As described previously, it is necessary to preparse arguments in order to achieve real performance gains. To support this, we introduce a type system into Tcl for parsing compile-time constants, and a system for determining which builtin commands expect which types for each argument.
Consider the `incr' command. In its first argument, it expects to be passed the name of a variable. In its second argument it (optionally) expects an integer value (a string which can be parsed as an integer). Thus, if the input contains the statement
incr a 5
we can know to treat ``a'' as the variable whose name is ``a'', not the string ``a''. Likewise, ``5'' here is the integer value 5. Note that if the ``5'' were replaced by ``$b'' for example, then we couldn't assume anything, except that the value of b might be a string which has an integer representation. Even this is not necessarily true, since Tcl supports exception handling, so this blunder may be intentional! The handling of these more difficult cases is discussed below in the runtime system, since these are dynamic effects that are orthognal to the problems encountered by the compiler.
It would be entirely possible to hardcode the compiler to recognize these types and the commands which use them. However, Tcl is extendable. This means that a user could potentially author his or her own builtin which takes as an argument a list or some other large structure, which we would like preparse. Thus, it makes more sense to allow the compiler itself to be extensible, so such power users can compile their own commands and arguments.
For this job, Tcl itself is ideal, and hence we embed an interpreter into the compiler. This interpreter reads in a config script at startup which declares data type support and associates them to builtin commands. The Tcl script contains the following two commands, in addition to the Tcl core. The backslahes indicate that the arguments should be part of a single command.
type <name> <parseproc> <codegenproc> \ <loadproc> <printproc>
This declares a new argument type, which will use parseproc to convert string data into parsed data of this type, codegenproc to output into binary form, loadproc to load at runtime, and printproc to converted back into string form for output. These procs are just names, which are associated statically by the C callbacks to real C function pointers taking specific arguments, using the Tcl hashing mechanism provided by the Tcl core library (Tcl_HashXxxx).
builtin <name> <parseproc> <codegenproc> \ <loadproc> <execproc> { { <type1> <argname1> } { <type2> <argname2> <default2> } ... } <return_type>
This declares a new command to be compiled specially, named <name>, with procs defined for its compilation and evaluation. Note that all but the execproc may be left empty (passed {} , which evaluates to the null string) because virtually all commands follow a standard style employing known types for each argument.

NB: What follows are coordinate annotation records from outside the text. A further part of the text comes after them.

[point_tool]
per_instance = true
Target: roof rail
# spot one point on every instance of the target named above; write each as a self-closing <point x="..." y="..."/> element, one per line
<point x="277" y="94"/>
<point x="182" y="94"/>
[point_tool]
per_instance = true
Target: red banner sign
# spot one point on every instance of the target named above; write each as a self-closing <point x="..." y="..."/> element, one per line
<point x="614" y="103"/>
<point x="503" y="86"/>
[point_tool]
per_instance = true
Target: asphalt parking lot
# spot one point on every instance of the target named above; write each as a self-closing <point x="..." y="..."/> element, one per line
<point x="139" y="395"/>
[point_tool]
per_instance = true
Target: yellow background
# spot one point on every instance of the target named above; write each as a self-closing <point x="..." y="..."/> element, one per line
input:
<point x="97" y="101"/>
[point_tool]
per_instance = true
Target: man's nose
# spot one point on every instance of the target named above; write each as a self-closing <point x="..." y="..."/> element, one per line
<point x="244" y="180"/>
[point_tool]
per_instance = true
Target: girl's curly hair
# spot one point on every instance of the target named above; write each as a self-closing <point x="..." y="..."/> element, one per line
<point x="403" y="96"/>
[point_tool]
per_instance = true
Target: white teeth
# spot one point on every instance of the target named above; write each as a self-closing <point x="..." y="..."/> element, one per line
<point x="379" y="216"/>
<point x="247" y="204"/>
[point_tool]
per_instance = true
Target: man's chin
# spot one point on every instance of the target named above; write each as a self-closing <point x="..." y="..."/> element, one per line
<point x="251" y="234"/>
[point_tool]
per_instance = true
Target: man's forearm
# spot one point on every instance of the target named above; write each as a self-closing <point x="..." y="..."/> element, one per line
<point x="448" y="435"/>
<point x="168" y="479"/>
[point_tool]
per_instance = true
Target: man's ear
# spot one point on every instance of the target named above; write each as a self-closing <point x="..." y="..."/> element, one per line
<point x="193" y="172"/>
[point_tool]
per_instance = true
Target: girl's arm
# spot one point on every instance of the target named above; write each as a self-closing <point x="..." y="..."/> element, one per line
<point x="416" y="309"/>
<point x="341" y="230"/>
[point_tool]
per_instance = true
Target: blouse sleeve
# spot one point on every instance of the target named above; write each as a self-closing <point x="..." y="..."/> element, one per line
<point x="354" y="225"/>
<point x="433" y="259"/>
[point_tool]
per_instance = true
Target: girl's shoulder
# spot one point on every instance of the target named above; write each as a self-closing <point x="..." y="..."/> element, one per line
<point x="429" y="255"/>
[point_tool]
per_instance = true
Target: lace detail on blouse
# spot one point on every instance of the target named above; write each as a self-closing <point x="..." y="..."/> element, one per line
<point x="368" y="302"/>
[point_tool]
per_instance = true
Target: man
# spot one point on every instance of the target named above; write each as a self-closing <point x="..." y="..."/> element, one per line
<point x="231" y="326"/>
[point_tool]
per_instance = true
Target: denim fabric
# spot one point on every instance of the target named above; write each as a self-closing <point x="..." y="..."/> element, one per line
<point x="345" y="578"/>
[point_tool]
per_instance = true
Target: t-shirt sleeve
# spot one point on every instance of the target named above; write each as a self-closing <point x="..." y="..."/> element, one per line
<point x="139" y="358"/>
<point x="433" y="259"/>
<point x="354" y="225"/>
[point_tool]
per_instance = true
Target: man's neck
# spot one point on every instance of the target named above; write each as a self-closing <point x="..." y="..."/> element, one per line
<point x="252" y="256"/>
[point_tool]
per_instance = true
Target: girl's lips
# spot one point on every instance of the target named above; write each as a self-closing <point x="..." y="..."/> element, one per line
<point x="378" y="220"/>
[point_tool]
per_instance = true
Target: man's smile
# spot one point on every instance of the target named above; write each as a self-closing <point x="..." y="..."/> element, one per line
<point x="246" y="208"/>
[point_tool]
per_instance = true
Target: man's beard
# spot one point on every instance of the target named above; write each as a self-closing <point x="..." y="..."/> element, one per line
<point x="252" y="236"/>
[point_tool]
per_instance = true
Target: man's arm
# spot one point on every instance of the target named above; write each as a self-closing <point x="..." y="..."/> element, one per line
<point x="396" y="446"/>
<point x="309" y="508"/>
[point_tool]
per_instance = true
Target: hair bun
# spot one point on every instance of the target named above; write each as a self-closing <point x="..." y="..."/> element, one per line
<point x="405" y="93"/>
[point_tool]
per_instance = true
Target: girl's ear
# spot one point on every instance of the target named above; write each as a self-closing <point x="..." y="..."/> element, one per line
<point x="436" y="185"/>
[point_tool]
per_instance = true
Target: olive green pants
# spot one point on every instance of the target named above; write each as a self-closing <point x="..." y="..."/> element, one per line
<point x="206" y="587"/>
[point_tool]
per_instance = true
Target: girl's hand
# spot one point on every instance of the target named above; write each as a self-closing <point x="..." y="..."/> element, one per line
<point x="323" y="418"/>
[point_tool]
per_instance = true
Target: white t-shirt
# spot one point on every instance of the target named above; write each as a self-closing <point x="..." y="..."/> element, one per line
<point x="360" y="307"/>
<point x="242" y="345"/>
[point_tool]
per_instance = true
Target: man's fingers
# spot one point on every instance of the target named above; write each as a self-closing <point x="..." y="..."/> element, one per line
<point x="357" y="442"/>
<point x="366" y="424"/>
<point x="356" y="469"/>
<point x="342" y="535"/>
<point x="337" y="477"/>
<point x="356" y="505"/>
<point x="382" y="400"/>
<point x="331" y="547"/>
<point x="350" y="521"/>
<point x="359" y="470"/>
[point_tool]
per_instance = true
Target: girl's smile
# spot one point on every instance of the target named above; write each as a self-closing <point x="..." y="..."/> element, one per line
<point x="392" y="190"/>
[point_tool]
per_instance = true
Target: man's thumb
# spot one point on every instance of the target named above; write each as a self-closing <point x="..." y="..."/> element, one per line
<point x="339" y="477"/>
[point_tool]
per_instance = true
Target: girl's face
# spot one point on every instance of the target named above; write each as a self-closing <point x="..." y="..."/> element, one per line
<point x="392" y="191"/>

When left empty, TC substitutes a default routine to process the builtin.
For each list element in the body of the builtin declaration, we specify what argument type should be passed to this command. A name is required for identification, debugging, and bookkeeping purposes. The optional third element is a default string for that argument. For example, the `incr' command is described as follows:
builtin incr {} {} {} exec_incr { { variable var } { integer i 1 } } integer
The ``1'' is preparsed as type integer and entered into the dictionary. If incr is called with only one argument, the runtime will substitute this default value for the second argument.